Pakde hasan menyinggung Milis Buma yang memang tempat untuk bermain main sama dengan milis penyair karena penyair juga harus punya kenaifanya sebagai anak kecil yang selalu asyik bermain main setlah sapek bermain maka mereka akan mandi (milik Jokpin). Juag membicarakan milis Apresiasi Sastra yang akan dijadikan sebuah lembaga yang itu artinya Apsas bakal terstruktur, beliau tidak ingin menjadikan Apresiasi sastra menjadi sebuah lembaga (la yang ini sama sekali saya gak nyambung alias pedhot koneksi).
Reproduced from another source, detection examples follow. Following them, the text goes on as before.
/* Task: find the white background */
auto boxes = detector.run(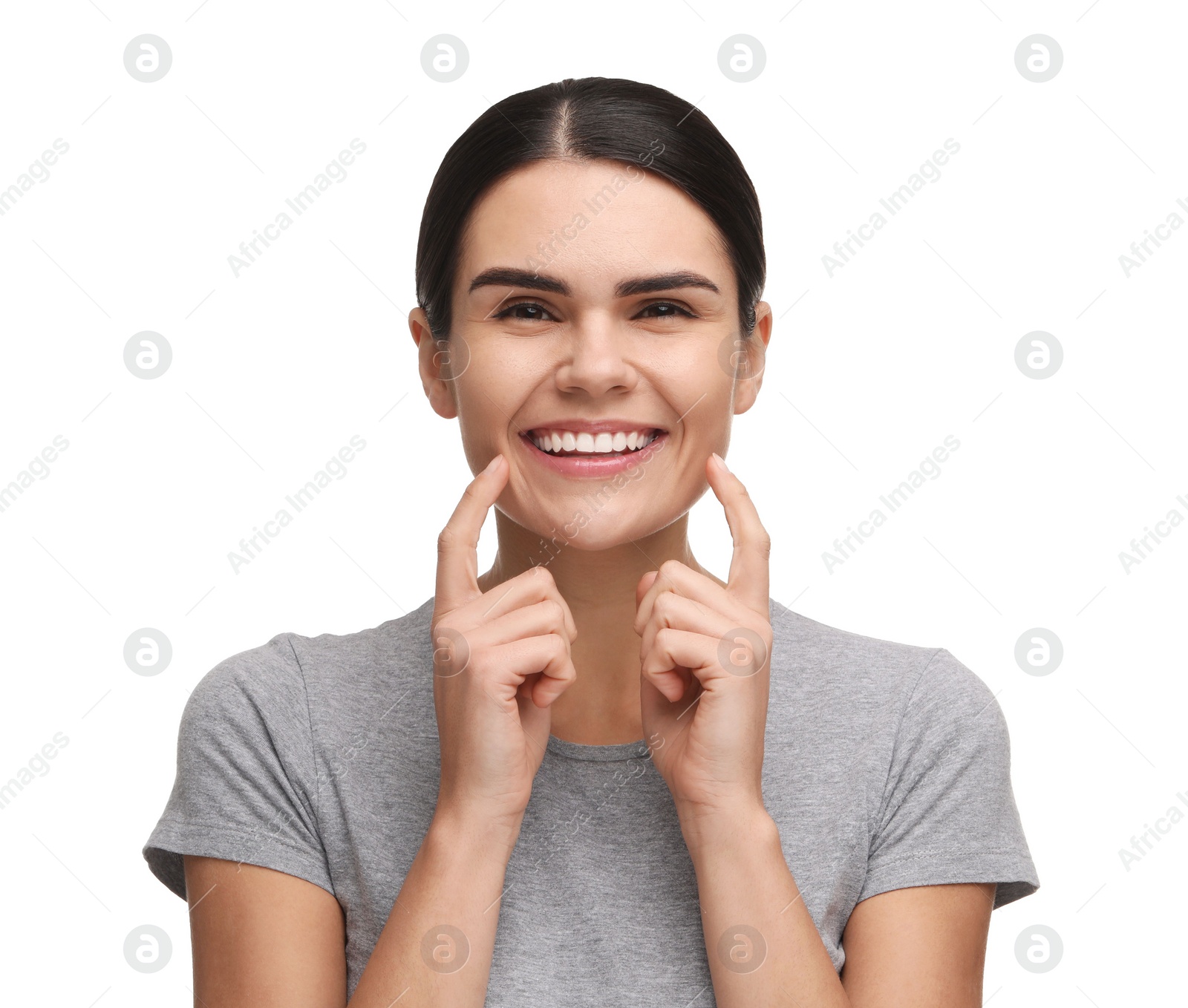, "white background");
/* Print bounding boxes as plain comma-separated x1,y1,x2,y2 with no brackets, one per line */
0,0,1188,1008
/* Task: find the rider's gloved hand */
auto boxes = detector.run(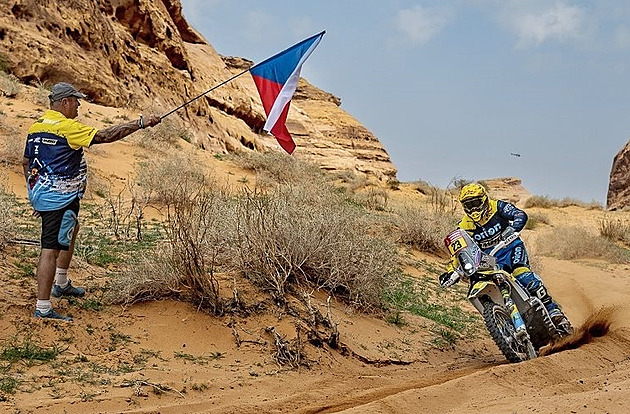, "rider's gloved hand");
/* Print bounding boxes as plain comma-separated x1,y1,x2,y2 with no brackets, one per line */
439,272,459,287
501,226,516,242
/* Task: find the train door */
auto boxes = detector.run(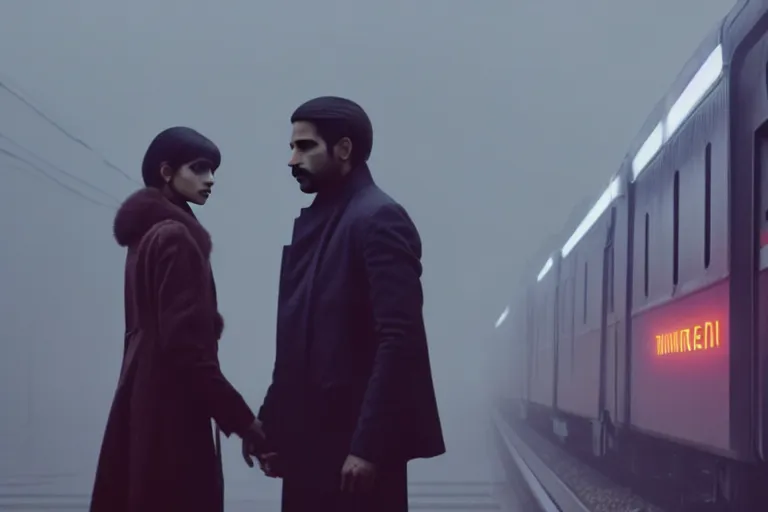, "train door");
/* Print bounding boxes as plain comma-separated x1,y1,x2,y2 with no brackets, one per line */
754,125,768,460
592,207,618,457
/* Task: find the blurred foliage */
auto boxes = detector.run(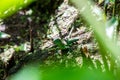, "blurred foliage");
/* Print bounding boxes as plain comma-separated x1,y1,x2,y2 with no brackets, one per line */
0,0,34,19
0,0,120,80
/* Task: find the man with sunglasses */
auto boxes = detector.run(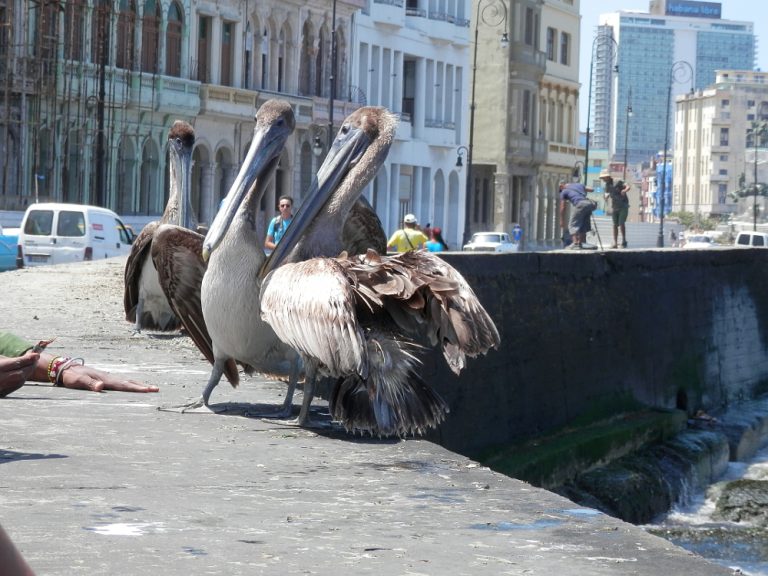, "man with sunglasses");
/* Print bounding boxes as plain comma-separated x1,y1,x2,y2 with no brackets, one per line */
264,196,293,250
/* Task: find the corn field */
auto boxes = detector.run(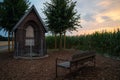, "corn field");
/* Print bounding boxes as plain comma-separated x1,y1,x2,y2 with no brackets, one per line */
46,29,120,57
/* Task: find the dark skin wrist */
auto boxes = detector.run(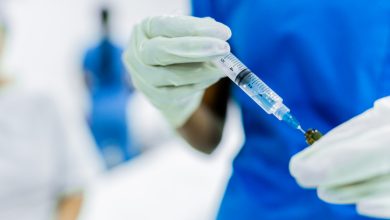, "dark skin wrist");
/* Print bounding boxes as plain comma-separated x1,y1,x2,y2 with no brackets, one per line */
177,78,230,154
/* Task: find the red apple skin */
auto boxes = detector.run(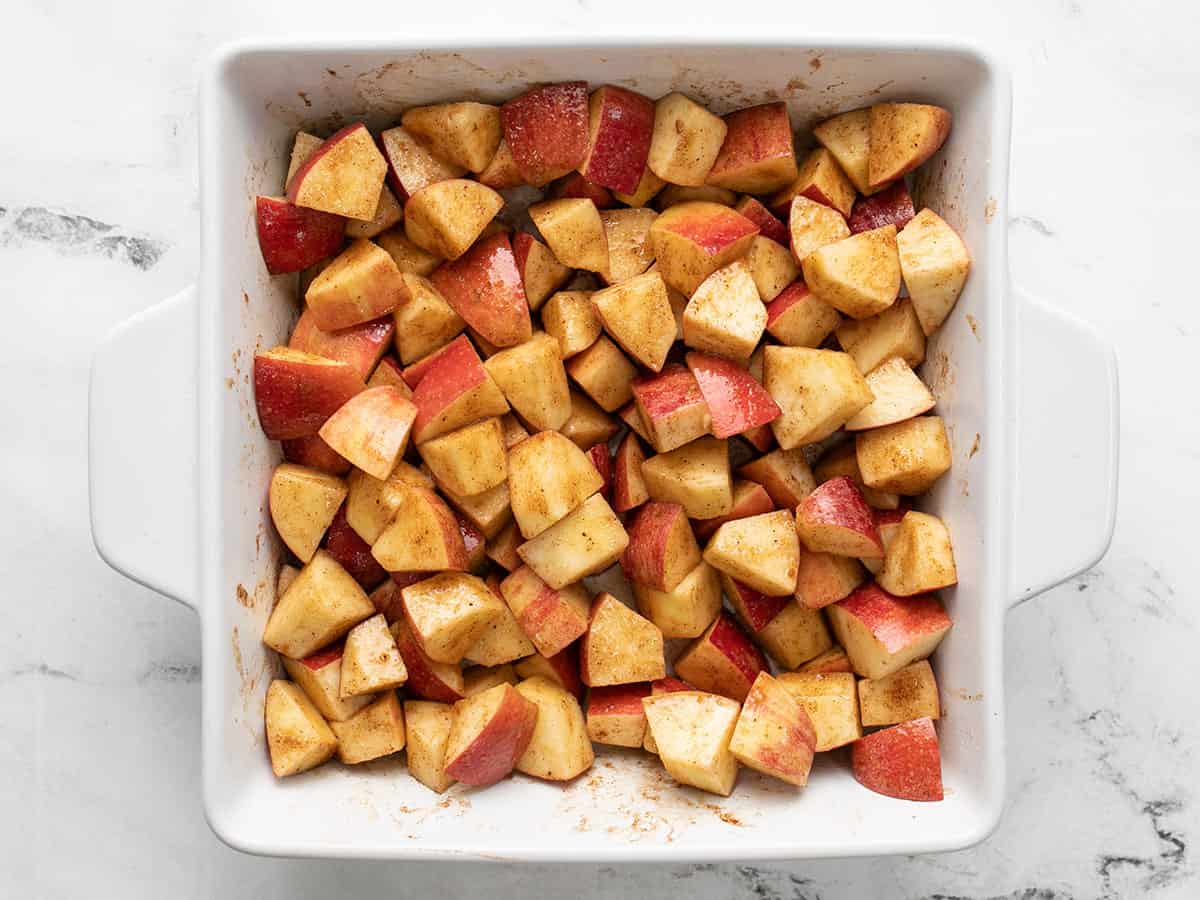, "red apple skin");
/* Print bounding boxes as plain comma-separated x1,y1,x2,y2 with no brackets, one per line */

Sebenarnya saya ingin menghabiskan kuping saya mendengar diskusi itu tapi pakde Hasan harus istirahat karena besok pagi dia harus pulag kekotanya. Dengan berat hati saya melangkah pulang dengan paklik sony dan om dedy. Padahal mata ini rasanya masih belum bertemu kantuk. Kita berpencar di depan pintu loby. Berencana besok siang bertemu lagi sebelum om dedy kembali ke Jakarta. (oiyaa.. om ded.. puisi Lumpur sudah siap dikepala!!). dijalan saya tidak bisa berhenti berpikir apa yang tadi sudah dibicarakan apa itu tadi rahasia rahasia puisi yang tidak boleh saya ketahui agar saya tidak jadi malas mencari. Saya merasa mujur ato ajur..? tapi saya senang sekali bisa mendengar mereka asyik sekali membicarakan puisi. Sampai dirumah saya lihat jam ternyata baru jam setangah 2 dini hari, jelas saya tidak bisa langsung bergaya “Gravitasi ala Newton” diatas ranjang (sempat juga dibicarakan). Kepala ini masih ingin buang angin, setelah tadi kenyang makan. Sebenarnya masih banyak yang dibicarakan tapi saya bingung mau menuliskan bagaimana. tentang tanda baca yang kata paklik sony adalah kegagalan penyair menyampaikan puisi. lalu pakde degan ceritanya pernah dimaki penyair idolanya. Sudahlah tunggu saja ulasan pakde Hasan, Paklik Sony dan Om dedy pasti bakal mantap.

Seseorang datang menagih janji

Mana lumpurmu! baru kemaren nyembur kok sudah kering?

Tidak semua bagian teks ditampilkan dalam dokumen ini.